Un dernier mot sur la musique de Joe Hisaishi, qui réalise avec ses notes le rêve de concorde entre la nature et les hommes, entre les hommes et les femmes, entre les hommes entre eux, au cœur du film, par un superbe thème asiatique orchestré à l'occidentale (M6 se sert du sublime Hana-bi pour introduire ses téléfilms sentimentaux ; honte à eux !). La fin, avec son compromis et le sourire de San (mais pas son pardon), témoigne d'une grande lucidité, celle de Takahata, ou de Rossellini avant lui, faisant mourir leurs enfants sur les ruines d'un désastre d'adultes (dans Le Tombeau des lucioles et Allemagne année zéro).
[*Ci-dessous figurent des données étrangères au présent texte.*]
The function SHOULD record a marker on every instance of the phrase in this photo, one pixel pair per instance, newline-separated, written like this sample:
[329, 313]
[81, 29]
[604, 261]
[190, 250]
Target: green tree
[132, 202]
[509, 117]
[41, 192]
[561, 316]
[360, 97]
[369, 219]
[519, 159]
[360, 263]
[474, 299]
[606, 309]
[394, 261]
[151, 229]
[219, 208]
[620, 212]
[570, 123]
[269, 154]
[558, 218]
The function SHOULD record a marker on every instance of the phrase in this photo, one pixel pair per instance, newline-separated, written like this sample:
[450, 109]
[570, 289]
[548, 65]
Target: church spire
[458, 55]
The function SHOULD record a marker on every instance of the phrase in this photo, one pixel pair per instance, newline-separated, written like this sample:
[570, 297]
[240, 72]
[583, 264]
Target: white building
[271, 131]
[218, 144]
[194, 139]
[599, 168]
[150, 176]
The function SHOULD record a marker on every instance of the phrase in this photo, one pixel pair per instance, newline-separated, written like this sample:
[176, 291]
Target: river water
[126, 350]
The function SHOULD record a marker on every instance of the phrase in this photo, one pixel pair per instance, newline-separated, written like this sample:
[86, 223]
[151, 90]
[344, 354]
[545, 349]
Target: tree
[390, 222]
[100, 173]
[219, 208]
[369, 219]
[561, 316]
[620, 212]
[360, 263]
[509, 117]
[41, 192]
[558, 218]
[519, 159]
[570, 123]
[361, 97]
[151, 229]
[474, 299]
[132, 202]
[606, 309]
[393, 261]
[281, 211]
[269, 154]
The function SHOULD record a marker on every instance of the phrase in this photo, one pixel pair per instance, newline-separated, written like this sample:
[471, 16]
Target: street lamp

Miyazaki s'y refuse, même s'il connaît parfaitement les massacres naturels et humains qui entachent notre histoire commune (et pas uniquement celle du Japon) : le dernier plan nous montre un sylvain, comme une promesse fragile et un espoir malgré tout vivace.

PS : une autre amoureuse des loups, virtuose du piano et auteur d'une autobiographie, Variations sauvages, qui pourrait servir de sous-titre au chef-d’œuvre de Miyazaki ? – Hélène Grimaud, pas si éloignée que cela de la Princesse des Esprits de la forêt...


  • Ponyo sur la falaise

Bien plus qu’au conte cruel d’Andersen, avec la danse terrible de son héroïne à la langue coupée (« Tout le monde était ravi, surtout le prince, qui l’appelait sa petite enfant trouvée, et elle dansa encore de plus belle, bien que chaque fois que ses pieds touchaient le sol, elle avait l’impression de marcher sur des couteaux tranchants ») – ne parlons pas de l’indigeste sucrerie de Disney –, on pense à Hope and Glory de Boorman (un événement traumatique, guerre ou submersion, perçu à travers l’intensité sensorielle d’un enfant), à Cocoon (relations avec des anciens rajeunis par leur noyade), à Du silence et des ombres (parents appelés par leur prénom), voire à Albator, le corsaire de l’espace (coiffure et mélancolie de Fujimoto, visage et silhouette de Gran Mamare tels ceux des Sylvidres – Matsumoto connaît-il le maître à présent retiré ?) ; on pense surtout au Voyage de Chihiro (beau titre international, Spirited Away) avec son tunnel entre les mondes, sa quête familiale, ses métamorphoses animales (les ergots de Ponyo). Dans la VF, l’enfant-poisson change de sexe ; dans la VA, écrite par Melissa Mathison, scénariste d'autres exilés, E.T., l’extra-terrestre et Kundun, la somptueuse Déesse Mère possède la voix de Cate Blanchett. Pour finir, on ne soulignera jamais assez l’apport de Joe Hisaishi dans les dessins animés (donc, étymologiquement, dotés d’une âme) de Miyazaki – avec ici un pastiche wagnérien ! – et les mélodrames violents de Kitano.